Things that I get stuck on, which then takes the wind out of my sails:
tokenization (specifically handling the Unicode Emoji entities and ascribing
meaning to them - Do I use them as tags/signals, or replace with synonyms?),
lemmatizing (do I spend time going down the rabbit hole of simplifying all
lines of chat to their most basic words?), grouping likes of dialog (if my
reply was within ten minutes, consider it part of a "conversation" object),
and how best to time stamp things (everything is individually stamped, but for
some correlations, the time of day is the important bucket - for others, it
may be the calendar day/season/busy work day).

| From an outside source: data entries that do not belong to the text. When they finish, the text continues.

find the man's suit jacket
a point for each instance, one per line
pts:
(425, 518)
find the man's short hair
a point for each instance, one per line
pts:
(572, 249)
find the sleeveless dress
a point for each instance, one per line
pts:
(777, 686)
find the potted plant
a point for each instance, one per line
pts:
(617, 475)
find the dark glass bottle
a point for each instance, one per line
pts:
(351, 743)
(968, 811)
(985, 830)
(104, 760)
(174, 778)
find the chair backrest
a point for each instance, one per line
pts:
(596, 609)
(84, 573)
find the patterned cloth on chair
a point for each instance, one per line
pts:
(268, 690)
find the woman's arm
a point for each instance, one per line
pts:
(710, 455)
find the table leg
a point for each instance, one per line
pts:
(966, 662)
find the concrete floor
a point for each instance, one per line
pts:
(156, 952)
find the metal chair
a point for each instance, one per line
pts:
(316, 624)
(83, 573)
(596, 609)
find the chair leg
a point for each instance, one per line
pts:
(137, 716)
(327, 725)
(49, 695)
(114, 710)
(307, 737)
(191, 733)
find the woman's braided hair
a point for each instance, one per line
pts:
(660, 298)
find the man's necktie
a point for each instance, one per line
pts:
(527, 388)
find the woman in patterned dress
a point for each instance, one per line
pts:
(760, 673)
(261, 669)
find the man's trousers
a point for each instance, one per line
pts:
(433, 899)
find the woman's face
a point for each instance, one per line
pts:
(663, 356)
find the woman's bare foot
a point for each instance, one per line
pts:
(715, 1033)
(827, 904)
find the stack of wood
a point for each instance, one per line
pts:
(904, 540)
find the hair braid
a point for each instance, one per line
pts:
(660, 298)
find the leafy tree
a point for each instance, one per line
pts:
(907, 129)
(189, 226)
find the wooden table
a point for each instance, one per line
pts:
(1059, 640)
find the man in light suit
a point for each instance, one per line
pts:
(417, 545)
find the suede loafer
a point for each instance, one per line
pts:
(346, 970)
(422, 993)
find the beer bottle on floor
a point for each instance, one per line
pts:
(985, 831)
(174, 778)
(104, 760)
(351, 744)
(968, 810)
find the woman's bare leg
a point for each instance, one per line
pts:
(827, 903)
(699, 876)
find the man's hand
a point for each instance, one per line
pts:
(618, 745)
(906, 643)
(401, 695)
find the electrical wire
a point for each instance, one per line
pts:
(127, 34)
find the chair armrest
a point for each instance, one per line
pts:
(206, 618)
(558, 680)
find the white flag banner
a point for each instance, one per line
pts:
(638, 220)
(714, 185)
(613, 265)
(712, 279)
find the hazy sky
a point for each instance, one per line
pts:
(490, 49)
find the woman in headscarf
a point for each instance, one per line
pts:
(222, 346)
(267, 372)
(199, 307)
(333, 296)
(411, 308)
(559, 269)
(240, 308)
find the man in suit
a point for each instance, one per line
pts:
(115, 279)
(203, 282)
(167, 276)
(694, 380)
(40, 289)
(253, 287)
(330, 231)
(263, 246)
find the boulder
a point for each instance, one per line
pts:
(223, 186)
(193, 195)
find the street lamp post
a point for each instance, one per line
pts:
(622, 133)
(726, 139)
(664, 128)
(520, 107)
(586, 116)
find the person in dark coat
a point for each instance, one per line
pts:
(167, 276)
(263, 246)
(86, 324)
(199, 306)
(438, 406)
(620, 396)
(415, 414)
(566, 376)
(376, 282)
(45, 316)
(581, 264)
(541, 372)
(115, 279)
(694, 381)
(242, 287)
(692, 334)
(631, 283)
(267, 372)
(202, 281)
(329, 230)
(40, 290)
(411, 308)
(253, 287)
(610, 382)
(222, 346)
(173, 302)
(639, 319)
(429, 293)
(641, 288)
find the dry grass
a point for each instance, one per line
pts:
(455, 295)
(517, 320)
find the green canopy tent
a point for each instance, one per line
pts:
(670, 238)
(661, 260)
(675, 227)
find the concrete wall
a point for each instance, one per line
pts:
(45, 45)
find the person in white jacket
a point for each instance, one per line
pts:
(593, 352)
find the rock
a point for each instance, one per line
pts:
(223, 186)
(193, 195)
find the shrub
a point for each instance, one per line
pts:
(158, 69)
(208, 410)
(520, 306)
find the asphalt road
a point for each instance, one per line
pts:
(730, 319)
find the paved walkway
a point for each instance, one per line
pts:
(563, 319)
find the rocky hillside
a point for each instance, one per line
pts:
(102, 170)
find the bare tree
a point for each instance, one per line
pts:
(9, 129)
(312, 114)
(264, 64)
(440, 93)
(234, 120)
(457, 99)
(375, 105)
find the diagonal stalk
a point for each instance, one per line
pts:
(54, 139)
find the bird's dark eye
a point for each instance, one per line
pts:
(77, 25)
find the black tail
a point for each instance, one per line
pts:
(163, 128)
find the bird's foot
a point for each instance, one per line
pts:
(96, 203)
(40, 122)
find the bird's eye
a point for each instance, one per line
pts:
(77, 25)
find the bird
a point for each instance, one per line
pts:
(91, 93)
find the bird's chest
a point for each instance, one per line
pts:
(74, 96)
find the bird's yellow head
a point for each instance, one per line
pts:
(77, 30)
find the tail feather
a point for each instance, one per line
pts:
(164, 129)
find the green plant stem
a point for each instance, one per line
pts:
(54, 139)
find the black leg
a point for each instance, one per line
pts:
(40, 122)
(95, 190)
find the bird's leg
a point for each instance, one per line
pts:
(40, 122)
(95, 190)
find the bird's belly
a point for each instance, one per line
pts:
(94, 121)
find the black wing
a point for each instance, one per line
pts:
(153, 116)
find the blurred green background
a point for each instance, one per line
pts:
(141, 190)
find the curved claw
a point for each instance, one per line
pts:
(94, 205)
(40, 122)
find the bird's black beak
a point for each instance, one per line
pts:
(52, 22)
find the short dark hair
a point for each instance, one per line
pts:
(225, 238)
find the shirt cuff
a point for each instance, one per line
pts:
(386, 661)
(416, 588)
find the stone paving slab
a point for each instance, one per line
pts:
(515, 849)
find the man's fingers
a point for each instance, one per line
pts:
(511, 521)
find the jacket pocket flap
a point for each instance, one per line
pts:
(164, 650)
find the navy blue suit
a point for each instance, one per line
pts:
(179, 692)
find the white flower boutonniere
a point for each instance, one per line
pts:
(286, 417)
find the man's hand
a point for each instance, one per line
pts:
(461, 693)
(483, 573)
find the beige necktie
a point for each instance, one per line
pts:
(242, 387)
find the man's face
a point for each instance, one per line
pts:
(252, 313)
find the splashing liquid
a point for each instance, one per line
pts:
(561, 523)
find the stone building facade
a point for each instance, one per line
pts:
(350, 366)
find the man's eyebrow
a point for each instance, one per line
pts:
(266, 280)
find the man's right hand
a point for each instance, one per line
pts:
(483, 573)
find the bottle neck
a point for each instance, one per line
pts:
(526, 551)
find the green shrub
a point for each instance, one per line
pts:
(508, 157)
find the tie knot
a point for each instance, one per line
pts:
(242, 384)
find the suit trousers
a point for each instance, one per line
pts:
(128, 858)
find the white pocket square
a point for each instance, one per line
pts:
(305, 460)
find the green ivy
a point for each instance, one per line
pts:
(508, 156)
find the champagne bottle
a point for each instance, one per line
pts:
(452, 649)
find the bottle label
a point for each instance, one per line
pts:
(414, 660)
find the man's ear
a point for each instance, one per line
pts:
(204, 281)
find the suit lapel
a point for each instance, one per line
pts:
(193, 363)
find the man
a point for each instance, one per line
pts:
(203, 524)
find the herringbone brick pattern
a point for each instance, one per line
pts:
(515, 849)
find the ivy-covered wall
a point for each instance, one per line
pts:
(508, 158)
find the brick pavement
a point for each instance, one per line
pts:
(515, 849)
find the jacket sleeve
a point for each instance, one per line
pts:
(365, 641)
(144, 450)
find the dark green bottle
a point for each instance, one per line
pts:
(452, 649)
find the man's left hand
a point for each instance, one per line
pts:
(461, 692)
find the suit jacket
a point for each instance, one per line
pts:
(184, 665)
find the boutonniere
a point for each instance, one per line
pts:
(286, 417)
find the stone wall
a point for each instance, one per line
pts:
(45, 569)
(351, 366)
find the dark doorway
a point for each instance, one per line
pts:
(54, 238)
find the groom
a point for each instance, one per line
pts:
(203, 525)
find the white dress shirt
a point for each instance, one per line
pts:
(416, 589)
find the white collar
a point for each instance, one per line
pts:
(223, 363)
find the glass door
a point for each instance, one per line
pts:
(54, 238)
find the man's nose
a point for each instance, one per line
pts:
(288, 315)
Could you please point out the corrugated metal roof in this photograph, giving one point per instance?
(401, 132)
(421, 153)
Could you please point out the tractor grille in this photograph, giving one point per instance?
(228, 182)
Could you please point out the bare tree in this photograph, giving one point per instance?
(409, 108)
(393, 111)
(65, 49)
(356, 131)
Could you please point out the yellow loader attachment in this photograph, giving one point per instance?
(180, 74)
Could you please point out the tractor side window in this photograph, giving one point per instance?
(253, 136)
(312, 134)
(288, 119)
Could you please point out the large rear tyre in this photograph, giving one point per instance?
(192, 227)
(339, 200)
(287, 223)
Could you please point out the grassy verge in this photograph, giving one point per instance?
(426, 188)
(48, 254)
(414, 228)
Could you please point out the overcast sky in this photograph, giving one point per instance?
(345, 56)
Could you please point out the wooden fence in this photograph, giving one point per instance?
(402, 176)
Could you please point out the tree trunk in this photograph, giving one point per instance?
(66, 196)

It's such a huge domain, I keep spinning my wheels trying to feel like I'm
going down a path that will lead to some form of success, no matter how small.

Another topic I've tried getting into is using ML to process my Hearthstone
logs (live, not historical) to try my own approach on an unreleased project I
recently read about that sought to predict opponent's cards. My thought was to
create a series of dicts from popular "net decking" sites and compute cosine
similarity between the cards an opponent has already played - the other
project used game histories to predict the "next card", and I was seeking to
predict which archetype my opponent is likely playing, since my own domain
knowledge would figure out their likely "signature moves" once I had that
clue. I'd maybe expand on it to predict how likely it is the opponent can go
lethal on their next turn, given the cards they likely have and the ones on
the board. With that topic, I've been trying to figure out state machines and
various data structures in Python. Computing similarity I've figured out, with
Counters seems to work, but the mechanics of doing so against potentially
hundreds of "net decks" is challenging. Is a comprehension the way to go? A
matrix function? I have no idea.

I guess I'm making this big dump of my own thoughts to see if anyone has any
pointers, guidance, example projects, or general knowledge to share or direct
me to that could help me figure this stuff out, because I'm excited to learn
and I learn best when I have a pet project to which I can apply my newfound
knowledge.

Anyone in the same boat? Or have anything to suggest?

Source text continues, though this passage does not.